Though she has a neighbor willing to lend a hand - son Matt lives two doors down - Schultz rarely asks for help.
"She is a very independent person," says Matt Schultz. "Her house is reflective of who she is. She's made it so it would be comfortable for her."
In fact, Fran Schultz made every curtain, drape, and lamp shade in the house. She's a lifelong artist, and some rooms feature paintings she did at local art classes.
She also indulges in one of her favorite hobbies, redecorating.
"I like that it's a big home so I can change it, change the furniture, move things around," she says. "My family always used to say that changing furniture around was my favorite indoor sport."
Lansdowne's big houses and small-town feel are what drew the Schultzes when their first home was taken by construction of the Blue Route.
"This house was different from so many other houses because of its age and layout," Fran Schultz says. "And I like the town of Lansdowne because it's only one mile square and it's something you can get your hands on."
Matt Schultz, who has written books on Lansdowne's history, says it's not uncommon for families to stay put. "It's a multigenerational town. People put down roots here, and the roots are very strong."

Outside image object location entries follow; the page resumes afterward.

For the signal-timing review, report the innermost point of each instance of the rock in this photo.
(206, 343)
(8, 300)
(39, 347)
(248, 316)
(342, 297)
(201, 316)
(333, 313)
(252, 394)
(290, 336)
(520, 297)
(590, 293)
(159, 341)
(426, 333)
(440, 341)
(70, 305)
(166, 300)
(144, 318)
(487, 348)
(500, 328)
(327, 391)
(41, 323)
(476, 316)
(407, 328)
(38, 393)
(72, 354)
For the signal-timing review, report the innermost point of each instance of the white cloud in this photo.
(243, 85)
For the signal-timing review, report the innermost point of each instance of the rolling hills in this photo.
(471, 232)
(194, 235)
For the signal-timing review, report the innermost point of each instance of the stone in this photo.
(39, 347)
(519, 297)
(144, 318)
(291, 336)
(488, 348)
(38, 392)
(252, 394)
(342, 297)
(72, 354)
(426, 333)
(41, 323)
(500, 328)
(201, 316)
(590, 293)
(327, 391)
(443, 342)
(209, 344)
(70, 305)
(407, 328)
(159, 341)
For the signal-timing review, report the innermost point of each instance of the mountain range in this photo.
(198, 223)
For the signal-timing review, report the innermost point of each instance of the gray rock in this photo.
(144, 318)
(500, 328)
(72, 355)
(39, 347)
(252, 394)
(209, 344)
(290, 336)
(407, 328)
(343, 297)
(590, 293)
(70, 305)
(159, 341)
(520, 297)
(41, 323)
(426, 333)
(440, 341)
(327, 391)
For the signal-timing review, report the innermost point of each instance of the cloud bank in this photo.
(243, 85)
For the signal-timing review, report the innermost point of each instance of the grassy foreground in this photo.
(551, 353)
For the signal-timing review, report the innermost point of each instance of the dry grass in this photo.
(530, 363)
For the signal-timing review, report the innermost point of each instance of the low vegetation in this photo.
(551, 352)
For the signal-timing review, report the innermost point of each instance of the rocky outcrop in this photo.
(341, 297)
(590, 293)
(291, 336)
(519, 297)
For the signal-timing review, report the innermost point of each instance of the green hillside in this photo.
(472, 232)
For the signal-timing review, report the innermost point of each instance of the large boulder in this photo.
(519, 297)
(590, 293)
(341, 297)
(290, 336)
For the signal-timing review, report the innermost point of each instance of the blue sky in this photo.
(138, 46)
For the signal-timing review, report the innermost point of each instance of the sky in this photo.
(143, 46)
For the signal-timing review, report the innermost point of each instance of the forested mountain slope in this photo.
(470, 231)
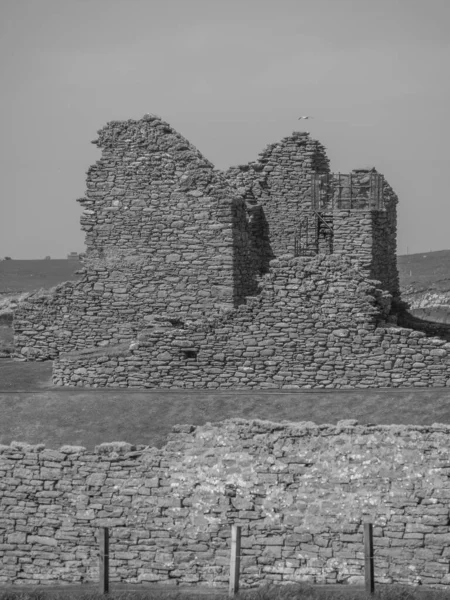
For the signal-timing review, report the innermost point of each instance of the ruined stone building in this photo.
(276, 274)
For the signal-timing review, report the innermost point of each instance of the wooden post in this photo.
(368, 559)
(235, 560)
(104, 560)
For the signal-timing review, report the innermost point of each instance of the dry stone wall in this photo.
(189, 278)
(164, 232)
(300, 492)
(318, 323)
(279, 184)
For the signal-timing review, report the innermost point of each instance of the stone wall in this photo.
(164, 232)
(318, 323)
(175, 245)
(300, 492)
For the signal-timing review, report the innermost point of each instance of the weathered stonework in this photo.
(301, 493)
(277, 274)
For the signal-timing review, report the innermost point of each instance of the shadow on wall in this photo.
(252, 251)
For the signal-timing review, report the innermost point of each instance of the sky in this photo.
(232, 77)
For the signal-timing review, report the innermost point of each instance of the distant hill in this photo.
(424, 280)
(18, 276)
(425, 284)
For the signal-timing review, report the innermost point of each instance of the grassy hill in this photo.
(18, 276)
(36, 412)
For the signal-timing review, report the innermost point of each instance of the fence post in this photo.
(368, 559)
(104, 560)
(235, 560)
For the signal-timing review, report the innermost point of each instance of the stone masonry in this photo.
(275, 274)
(301, 493)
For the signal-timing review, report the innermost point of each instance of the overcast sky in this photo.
(231, 76)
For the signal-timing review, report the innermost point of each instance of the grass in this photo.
(88, 417)
(299, 591)
(427, 270)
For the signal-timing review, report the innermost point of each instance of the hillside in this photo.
(425, 284)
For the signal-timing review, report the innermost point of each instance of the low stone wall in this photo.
(318, 323)
(301, 493)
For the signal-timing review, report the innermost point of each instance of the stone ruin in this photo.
(276, 274)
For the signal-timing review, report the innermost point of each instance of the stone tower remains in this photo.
(273, 274)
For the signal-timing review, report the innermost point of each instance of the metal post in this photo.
(104, 560)
(368, 559)
(235, 560)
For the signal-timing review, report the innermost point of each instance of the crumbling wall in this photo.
(300, 492)
(164, 232)
(318, 323)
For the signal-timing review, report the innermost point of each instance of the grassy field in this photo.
(425, 271)
(422, 271)
(56, 416)
(286, 592)
(34, 411)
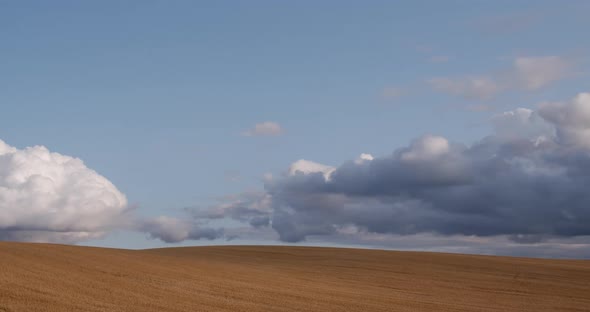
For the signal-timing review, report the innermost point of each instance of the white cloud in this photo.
(391, 93)
(571, 119)
(533, 73)
(267, 128)
(427, 148)
(439, 59)
(526, 74)
(469, 87)
(306, 167)
(47, 196)
(363, 158)
(521, 123)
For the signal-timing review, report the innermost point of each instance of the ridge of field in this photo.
(46, 277)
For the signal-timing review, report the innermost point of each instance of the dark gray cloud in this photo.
(527, 182)
(173, 230)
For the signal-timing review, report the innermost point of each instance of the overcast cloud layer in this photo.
(49, 197)
(524, 185)
(528, 182)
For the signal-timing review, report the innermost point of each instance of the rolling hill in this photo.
(45, 277)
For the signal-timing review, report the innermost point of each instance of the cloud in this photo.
(525, 183)
(50, 197)
(267, 128)
(391, 93)
(173, 230)
(468, 87)
(47, 196)
(439, 59)
(526, 74)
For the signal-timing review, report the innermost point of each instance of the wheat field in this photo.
(45, 277)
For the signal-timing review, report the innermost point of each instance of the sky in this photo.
(456, 126)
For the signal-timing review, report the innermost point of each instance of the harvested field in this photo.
(44, 277)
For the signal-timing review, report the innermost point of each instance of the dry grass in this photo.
(40, 277)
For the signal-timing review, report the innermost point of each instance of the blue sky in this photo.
(156, 95)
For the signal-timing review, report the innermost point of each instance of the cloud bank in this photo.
(267, 128)
(526, 182)
(49, 197)
(526, 74)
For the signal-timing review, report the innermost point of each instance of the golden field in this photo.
(44, 277)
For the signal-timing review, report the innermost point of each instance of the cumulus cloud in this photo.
(173, 230)
(267, 128)
(50, 197)
(526, 74)
(525, 183)
(47, 196)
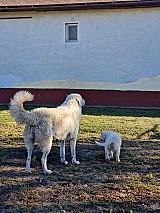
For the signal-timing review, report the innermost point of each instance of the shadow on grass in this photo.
(93, 186)
(110, 111)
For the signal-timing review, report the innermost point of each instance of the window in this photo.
(71, 32)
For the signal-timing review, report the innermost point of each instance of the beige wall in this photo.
(115, 46)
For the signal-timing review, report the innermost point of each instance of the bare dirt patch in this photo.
(94, 186)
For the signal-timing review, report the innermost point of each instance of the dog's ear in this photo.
(80, 101)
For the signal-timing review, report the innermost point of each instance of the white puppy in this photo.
(111, 141)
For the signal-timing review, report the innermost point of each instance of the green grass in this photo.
(95, 185)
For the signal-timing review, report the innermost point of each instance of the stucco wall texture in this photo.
(116, 46)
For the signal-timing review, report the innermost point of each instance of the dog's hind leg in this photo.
(29, 143)
(46, 151)
(73, 151)
(29, 147)
(107, 157)
(117, 155)
(62, 152)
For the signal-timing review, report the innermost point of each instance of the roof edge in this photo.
(83, 6)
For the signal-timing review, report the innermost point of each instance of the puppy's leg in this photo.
(117, 155)
(107, 158)
(62, 152)
(46, 151)
(29, 146)
(73, 151)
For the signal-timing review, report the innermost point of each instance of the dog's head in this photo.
(103, 136)
(75, 97)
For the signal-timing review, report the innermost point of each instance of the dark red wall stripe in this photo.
(92, 97)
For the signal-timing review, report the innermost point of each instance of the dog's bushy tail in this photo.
(17, 110)
(100, 144)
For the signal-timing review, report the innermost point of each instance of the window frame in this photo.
(67, 30)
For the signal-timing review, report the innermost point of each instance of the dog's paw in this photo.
(28, 171)
(64, 161)
(75, 161)
(48, 172)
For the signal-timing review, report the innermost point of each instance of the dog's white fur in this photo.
(42, 124)
(111, 141)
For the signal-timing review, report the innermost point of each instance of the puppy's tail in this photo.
(100, 144)
(17, 110)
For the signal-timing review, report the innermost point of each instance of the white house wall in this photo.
(116, 47)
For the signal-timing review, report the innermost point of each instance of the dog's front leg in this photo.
(73, 151)
(62, 152)
(107, 154)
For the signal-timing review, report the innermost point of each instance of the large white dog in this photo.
(111, 142)
(42, 124)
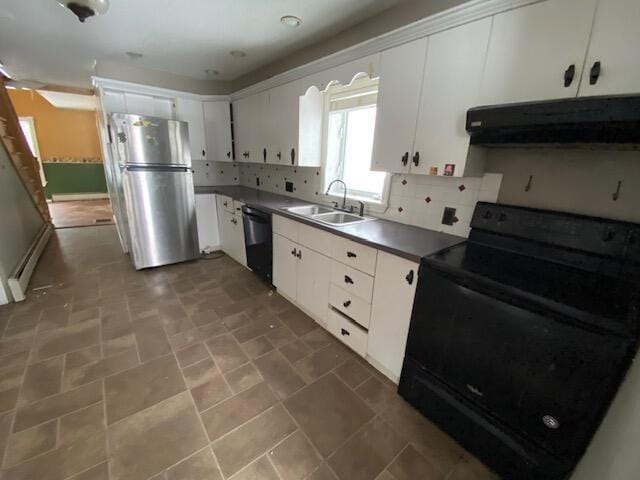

The Schultzes see each other almost every day - on planned outings to the movies, or when Matt's daughter drops by for a chat with her grandmother, or during chance encounters and impromptu get-togethers.
"I'm glad that she stayed," Matt Schultz says. "It's a unique thing for my 15-year-old daughter to have her grandmother two doors down. We have an extended family not under one roof, but in very close proximity."
Family and community ties have kept Fran Schultz in the house she loves for now, but she often thinks about her options for the future.
"I'm very fond of this house," she says. "There will come a day when I may have to move from this home, and I'm sure that will be a sad day, very much so."
But as she remains active in her retirement years, that day seems to be far off.
"As long as I'm healthy, I don't mind taking care of it," she says. "I'm always glad to come home to it, even though I miss my husband terribly. But I can always look at it with an eye for changing something, for making something better."